Carcinoma of the salivary glands constitutes 1–3% of head and neck cancer (HNC), with most tumours arising in the parotid glands. The mainstay of treatment is surgery, with post-operative radiotherapy in selected cases. Post-operative radiotherapy reduces local recurrence rates from 30% to 10% but has not been shown to impact on overall survival [1
]. The aim of radiation therapy is to deliver homogeneous high-dose radiation to the target area with relative sparing of the healthy surrounding tissues. The physical delivery of radiotherapy has improved with the introduction of intensity-modulated radiotherapy (IMRT), which allows greater sparing of the surrounding healthy tissue and reduces the risk of long-term treatment morbidity [2
], and image-guided radiotherapy (IGRT), which helps to improve geometric localisation of the high-dose volume to the target.
Sources of geometric uncertainty in dose delivery have been well characterised in modern IMRT workflows [3
]. Despite this, geometric uncertainty due to target volume and normal tissue structure segmentation has escaped close scrutiny. It has been suggested in a number of tumour sites that the largest systematic error in radiotherapy planning today is related to the radiation oncologist's ability to localise and delineate the target volume [4
]. When using IMRT and inverse planning, accurate and consistent segmentation of target and normal tissues impacts not only on the spatial localisation of the high-dose volume, but also on accuracy of dose calculation to organs at risk (OARs). Inaccuracies in segmentation can compromise treatment, either by unnecessarily treating the healthy surrounding tissue (which may increase treatment morbidity) or by inadequate target segmentation risking marginal tumour recurrence.

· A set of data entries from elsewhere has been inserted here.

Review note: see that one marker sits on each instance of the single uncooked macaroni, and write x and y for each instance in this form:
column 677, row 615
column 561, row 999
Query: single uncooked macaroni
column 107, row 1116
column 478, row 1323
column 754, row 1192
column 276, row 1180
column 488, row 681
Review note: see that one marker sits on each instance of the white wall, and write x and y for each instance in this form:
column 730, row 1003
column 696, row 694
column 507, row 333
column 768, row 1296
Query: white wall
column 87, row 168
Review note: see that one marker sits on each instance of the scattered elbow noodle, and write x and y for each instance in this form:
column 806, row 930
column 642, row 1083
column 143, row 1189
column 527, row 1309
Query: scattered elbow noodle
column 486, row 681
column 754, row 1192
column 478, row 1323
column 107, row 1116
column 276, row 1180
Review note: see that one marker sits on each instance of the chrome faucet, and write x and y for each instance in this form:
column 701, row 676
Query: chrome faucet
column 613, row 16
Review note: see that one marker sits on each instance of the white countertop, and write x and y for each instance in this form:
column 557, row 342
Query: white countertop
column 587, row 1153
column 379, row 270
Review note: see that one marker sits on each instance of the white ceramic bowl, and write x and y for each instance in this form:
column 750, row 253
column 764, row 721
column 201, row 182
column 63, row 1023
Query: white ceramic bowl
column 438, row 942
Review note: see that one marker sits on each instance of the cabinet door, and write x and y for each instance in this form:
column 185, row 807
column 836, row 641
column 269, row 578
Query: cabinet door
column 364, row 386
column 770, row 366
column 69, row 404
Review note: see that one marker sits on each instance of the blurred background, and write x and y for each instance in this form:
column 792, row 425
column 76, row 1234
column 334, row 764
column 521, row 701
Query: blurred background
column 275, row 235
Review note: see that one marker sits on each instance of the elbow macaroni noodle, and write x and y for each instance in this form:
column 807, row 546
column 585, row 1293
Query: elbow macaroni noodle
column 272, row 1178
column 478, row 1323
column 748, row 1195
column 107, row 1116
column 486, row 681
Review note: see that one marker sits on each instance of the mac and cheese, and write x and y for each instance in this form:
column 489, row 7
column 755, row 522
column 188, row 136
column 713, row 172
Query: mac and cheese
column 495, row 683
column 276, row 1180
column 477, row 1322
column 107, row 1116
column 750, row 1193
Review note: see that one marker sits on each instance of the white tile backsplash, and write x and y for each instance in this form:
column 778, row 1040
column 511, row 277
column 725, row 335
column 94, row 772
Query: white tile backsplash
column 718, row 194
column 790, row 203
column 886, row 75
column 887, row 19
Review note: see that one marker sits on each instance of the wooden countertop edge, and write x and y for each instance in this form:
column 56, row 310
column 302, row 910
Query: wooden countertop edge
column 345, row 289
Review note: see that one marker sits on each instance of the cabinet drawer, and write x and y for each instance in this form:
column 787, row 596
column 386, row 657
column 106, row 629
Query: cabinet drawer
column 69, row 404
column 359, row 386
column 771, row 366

Previously published studies have assessed techniques to reduce interobserver and intraobserver variation in segmentation of gross tumour volume (GTV) and clinical target volume (CTV). These include the use of multimodality imaging such as MRI and positron emission tomography (PET)–CT [10
], multidisciplinary team contouring [5
], use of segmentation guidelines [22
] and using auto-delineation software [23
]. Studies have looked at interobserver and intraobserver variation in GTV (primary tumour) segmentation for HNC [10
]. Changes in the patient anatomy post surgery introduce difficulties for post-operative CTV segmentation. There is limited data on interobserver variation in CTV segmentation in HNC. Rasch et al [9
] found significant interobserver variation in CTV segmentation in patients with paranasal sinus tumour, especially in the anterior border of the nasal cavity, possibly due to lack of anatomical landmarks to define the edge of the volume.
We studied interobserver variation in the segmentation of CTVs and OARs for patients receiving post-operative radiotherapy after parotidectomy and the impact of introducing segmentation guidelines for the CTV. We tried to replicate the clinical setting by asking radiation oncologists to outline both the primary tumour bed CTV and high-risk nodal groups (if appropriate). Currently, there are well-established guidelines for segmentation of CTV nodal volumes in HNC [27
], but there are no standard segmentation guidelines for patients receiving post-operative radiotherapy to the parotid bed. Cochlear sparing therapy and conventional radiation (COSTAR) is a UK National Cancer Research Institute-supported head and neck trial, designed to demonstrate a difference in sensori-neural hearing loss with cochlear sparing IMRT compared with conventional radiotherapy [28
]. The COSTAR trial management group created a segmentation protocol for the parotid bed CTV, which includes landmarks for defining extent of microscopic disease and recommends guidelines for elective and post-operative nodal irradiation. We obtained written permission to use the COSTAR segmentation guidelines for this study.